M. X. ne relève d'aucun de ces cas de figure. En effet et en particulier, la convention n'a pas été conclue en France et il a été précédemment retenu que la CREDITBANK ne dirigeait pas ses activités vers la France, lorsque cette convention a été conclue.
Il n'est par conséquent pas fondé à invoquer la législation sur les clauses abusives pour s'opposer à l'application de la clause attributive de compétence.
M. X. se fonde par ailleurs sur les dispositions de l’article 1171 alinéa 1er du code civil qui précisent que, dans un contrat d'adhésion, toute clause non négociable, déterminée à l'avance par l'une des parties, qui crée un déséquilibre significatif entre les droits et obligations des parties au contrat est réputée non écrite.
Cependant, il ne démontre pas en quoi la clause attributive de compétence serait abusive, en ce qu’elle supprimerait ou entraverait l’exercice de son action en justice.
En effet, il fait état à cet égard de la crise actuelle au Liban et des soupçons de corruption qui pèseraient sur la direction de la CREDITBANK, alors que ces éléments sont sans lien avec la suppression ou l’entrave de l’exercice de son action en justice.
Il doit être ajouté que lorsqu’il a accepté cette clause attributive de compétence, M. X. s’est expressément domicilié au Liban, ne mentionnant son adresse française que comme son adresse professionnelle.
Enfin, l'article R. 631-3 du code de la consommation invoqué par le défendeur à l’incident, qui permet au consommateur de saisir, soit l'une des juridictions territorialement compétentes en vertu du code de procédure civile, soit la juridiction du lieu où il demeurait au moment de la conclusion du contrat ou de la survenance du fait dommageable est une règle de compétence interne qui n’a pas vocation à s’appliquer en présence d’une clause d’élection de for licite et opposable.
3. Par ailleurs, M. X. n'est pas fondé à solliciter le bénéfice des dispositions de l'article 14 du code civil, dans la mesure où l'insertion d'une clause attributive de compétence dans un contrat international fait partie de l'économie dudit contrat et emporte renonciation à tout privilège de juridiction. De plus, les justiciables français peuvent toujours renoncer au bénéfice de cet article 14, à la faveur d’une clause attribuant compétence exclusive à des juridictions étrangères, ces dispositions ne prévoyant en effet qu'une règle de compétence supplétive et non d'ordre public.
Il convient par conséquent de faire droit à l'exception d'incompétence.
Cette exception d’incompétence étant retenue, il n’y a pas lieu de statuer sur l’irrecevabilité de la demande pour défaut d’intérêt à agir et défaut d’objet, pas plus que sur la mesure de séquestre.
Sur les autres demandes :
Au titre des frais exposés et non compris dans les dépens, M. X. sera condamné à payer la somme de 3 000 euros.

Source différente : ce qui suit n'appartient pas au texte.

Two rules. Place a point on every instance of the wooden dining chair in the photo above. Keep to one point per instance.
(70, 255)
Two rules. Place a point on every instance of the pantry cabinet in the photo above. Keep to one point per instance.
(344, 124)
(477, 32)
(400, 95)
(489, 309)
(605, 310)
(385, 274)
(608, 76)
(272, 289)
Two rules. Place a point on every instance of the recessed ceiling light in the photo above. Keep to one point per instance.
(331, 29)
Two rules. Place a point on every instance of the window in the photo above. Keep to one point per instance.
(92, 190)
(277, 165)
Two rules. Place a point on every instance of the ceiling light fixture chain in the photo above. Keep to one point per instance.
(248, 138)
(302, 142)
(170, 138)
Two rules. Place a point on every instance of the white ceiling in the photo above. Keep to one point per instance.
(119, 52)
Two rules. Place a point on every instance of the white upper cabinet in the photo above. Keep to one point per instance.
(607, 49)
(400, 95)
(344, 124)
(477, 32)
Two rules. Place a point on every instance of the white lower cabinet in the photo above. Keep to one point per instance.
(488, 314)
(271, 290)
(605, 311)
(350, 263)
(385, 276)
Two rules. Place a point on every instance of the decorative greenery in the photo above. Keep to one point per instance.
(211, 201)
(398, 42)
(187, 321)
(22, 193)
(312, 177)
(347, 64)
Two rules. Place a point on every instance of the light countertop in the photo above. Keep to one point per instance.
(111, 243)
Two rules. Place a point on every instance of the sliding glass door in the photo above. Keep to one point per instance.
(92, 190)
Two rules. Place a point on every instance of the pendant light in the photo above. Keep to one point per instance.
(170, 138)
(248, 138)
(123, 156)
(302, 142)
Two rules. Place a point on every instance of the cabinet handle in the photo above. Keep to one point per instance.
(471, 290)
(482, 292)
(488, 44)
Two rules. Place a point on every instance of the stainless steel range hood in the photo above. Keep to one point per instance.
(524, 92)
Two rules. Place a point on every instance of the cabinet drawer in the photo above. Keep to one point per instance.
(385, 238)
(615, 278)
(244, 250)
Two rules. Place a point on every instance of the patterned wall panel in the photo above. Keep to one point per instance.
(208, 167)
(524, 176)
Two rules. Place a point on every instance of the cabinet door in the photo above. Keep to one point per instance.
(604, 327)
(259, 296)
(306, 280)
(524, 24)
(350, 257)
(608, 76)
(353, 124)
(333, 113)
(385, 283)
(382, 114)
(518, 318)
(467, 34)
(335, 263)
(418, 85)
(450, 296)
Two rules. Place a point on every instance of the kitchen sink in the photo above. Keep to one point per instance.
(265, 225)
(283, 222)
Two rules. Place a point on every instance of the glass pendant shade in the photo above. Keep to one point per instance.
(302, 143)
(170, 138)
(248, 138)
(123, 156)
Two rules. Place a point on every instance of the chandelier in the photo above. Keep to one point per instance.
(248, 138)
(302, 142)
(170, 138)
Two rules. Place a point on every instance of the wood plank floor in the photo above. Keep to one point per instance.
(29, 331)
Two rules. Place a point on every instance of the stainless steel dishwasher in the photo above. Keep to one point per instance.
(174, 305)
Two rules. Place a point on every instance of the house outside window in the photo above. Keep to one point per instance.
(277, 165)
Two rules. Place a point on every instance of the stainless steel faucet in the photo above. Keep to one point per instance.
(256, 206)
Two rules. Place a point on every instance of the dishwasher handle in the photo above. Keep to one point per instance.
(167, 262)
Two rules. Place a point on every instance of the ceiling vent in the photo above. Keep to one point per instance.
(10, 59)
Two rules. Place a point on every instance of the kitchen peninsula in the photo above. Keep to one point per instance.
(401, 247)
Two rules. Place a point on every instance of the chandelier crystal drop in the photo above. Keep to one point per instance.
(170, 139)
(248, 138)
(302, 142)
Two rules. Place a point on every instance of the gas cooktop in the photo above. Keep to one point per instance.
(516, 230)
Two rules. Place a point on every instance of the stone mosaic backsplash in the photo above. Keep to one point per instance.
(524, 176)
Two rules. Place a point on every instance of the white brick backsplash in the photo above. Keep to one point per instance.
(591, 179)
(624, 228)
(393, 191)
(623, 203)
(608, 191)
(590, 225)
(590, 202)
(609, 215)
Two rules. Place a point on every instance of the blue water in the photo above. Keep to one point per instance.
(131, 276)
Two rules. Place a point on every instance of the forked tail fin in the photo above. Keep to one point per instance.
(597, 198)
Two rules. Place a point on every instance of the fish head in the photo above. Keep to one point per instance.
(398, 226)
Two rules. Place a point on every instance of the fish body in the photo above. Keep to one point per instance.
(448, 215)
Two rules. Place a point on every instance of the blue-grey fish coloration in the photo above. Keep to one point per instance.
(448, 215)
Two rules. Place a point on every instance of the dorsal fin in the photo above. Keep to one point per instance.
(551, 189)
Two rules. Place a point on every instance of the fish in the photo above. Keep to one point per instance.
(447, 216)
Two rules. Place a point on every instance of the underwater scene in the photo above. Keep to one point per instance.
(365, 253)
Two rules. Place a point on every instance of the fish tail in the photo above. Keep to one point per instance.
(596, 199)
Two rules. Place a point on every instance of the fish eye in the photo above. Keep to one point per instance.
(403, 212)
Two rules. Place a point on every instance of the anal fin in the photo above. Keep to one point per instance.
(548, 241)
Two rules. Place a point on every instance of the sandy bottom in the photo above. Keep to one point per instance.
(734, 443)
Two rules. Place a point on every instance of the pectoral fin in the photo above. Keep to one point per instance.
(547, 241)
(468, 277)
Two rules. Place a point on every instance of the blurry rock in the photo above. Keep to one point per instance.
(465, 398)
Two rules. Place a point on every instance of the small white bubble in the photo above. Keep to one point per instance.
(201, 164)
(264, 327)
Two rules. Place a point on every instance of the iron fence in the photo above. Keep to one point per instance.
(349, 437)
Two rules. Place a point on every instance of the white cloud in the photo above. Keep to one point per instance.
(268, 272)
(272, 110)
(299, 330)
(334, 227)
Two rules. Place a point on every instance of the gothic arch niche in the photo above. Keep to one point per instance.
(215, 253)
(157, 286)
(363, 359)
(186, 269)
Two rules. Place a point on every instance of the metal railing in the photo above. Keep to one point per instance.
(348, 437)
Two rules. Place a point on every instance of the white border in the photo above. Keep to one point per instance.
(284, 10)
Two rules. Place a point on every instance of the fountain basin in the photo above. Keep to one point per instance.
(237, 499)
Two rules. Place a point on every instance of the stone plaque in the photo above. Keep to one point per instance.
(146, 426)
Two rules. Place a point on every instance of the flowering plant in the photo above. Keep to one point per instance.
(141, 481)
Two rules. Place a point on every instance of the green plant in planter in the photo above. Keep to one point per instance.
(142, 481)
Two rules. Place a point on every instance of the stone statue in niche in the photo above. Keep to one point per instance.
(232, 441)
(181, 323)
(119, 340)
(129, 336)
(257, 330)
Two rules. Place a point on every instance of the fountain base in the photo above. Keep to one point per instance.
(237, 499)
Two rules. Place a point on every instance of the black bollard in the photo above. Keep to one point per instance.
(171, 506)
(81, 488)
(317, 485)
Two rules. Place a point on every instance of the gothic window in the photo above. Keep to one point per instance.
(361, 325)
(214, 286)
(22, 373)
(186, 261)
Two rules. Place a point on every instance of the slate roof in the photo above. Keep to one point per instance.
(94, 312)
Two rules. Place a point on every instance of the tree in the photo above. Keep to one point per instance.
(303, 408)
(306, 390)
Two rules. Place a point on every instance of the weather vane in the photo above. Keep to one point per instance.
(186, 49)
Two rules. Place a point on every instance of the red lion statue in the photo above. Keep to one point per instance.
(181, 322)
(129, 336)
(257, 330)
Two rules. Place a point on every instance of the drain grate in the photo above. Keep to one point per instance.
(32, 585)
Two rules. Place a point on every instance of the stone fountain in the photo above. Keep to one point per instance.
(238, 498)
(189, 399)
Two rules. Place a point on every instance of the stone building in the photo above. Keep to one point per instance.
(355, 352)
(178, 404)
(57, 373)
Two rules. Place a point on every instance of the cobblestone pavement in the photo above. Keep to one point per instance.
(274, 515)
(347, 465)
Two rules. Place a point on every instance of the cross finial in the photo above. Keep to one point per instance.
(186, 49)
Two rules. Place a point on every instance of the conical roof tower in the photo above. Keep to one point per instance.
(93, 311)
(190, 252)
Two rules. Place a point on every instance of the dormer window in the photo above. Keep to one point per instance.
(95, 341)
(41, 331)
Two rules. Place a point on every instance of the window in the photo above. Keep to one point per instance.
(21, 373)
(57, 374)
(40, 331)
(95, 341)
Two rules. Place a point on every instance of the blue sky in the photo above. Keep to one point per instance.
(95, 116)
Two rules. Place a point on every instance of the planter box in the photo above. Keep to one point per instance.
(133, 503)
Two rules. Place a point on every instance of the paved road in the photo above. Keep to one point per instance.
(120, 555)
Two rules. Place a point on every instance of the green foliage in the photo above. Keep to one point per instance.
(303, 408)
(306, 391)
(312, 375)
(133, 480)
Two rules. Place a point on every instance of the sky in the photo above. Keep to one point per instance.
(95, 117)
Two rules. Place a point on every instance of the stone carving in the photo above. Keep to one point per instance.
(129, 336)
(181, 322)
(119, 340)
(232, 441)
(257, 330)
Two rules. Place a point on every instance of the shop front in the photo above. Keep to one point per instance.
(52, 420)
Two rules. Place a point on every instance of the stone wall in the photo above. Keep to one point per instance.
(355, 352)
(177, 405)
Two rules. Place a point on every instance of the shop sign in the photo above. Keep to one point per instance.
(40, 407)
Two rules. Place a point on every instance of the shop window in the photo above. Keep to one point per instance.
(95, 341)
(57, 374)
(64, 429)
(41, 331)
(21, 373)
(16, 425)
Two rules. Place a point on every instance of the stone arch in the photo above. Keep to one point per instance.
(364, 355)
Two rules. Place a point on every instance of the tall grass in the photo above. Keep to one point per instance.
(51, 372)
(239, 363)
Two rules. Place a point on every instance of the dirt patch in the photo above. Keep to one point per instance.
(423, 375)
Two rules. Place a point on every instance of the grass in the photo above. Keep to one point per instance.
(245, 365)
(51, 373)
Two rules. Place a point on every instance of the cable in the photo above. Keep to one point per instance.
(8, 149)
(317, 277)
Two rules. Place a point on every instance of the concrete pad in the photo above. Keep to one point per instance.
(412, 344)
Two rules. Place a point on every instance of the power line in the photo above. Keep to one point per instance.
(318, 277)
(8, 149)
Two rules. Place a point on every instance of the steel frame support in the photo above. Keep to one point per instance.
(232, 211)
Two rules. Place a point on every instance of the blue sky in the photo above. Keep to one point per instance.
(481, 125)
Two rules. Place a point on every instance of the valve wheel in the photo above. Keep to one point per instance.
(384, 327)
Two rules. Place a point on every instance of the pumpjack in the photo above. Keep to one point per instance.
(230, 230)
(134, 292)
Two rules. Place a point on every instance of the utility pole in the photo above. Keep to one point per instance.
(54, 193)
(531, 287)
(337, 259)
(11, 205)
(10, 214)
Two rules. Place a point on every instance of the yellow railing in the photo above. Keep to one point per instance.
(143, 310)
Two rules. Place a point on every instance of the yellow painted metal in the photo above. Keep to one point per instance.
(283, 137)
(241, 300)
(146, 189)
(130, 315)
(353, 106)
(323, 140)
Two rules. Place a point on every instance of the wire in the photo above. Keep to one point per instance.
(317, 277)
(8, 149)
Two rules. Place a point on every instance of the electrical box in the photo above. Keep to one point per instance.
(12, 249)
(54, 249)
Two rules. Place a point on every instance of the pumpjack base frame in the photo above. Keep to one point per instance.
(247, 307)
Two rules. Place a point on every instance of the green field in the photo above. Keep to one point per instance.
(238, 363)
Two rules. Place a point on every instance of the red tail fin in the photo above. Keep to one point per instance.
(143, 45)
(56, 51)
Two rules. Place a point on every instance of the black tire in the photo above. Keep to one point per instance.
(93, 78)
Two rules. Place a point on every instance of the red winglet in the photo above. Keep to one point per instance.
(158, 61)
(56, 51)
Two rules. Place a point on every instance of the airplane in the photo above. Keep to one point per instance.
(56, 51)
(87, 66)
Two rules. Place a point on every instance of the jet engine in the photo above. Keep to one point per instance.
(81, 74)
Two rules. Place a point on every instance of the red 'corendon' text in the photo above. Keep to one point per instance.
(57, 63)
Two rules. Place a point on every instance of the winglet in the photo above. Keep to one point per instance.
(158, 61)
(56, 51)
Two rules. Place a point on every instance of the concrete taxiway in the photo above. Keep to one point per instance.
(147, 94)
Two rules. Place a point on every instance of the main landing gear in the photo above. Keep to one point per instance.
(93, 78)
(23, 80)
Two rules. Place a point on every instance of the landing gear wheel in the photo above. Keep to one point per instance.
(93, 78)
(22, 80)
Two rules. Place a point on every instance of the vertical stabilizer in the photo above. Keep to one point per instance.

DISPOSITIF (décision proprement dite) (N.B. : mention ne figurant pas sur l’original)
PAR CES MOTIFS,
Le juge de la mise en état, statuant publiquement, par ordonnance contradictoire, en premier ressort, par mise à disposition au greffe,
Déclare le tribunal judiciaire de Paris incompétent pour connaître des demandes formées par M. X., par assignation du 2 février 2023 ;
Invite M. X. à mieux se pourvoir ;
Condamne M. X. aux dépens de l'incident ainsi qu'à payer à la société de droit libanais CREDITBANK SAL la somme de 3 000 euros au titre des frais irrépétibles.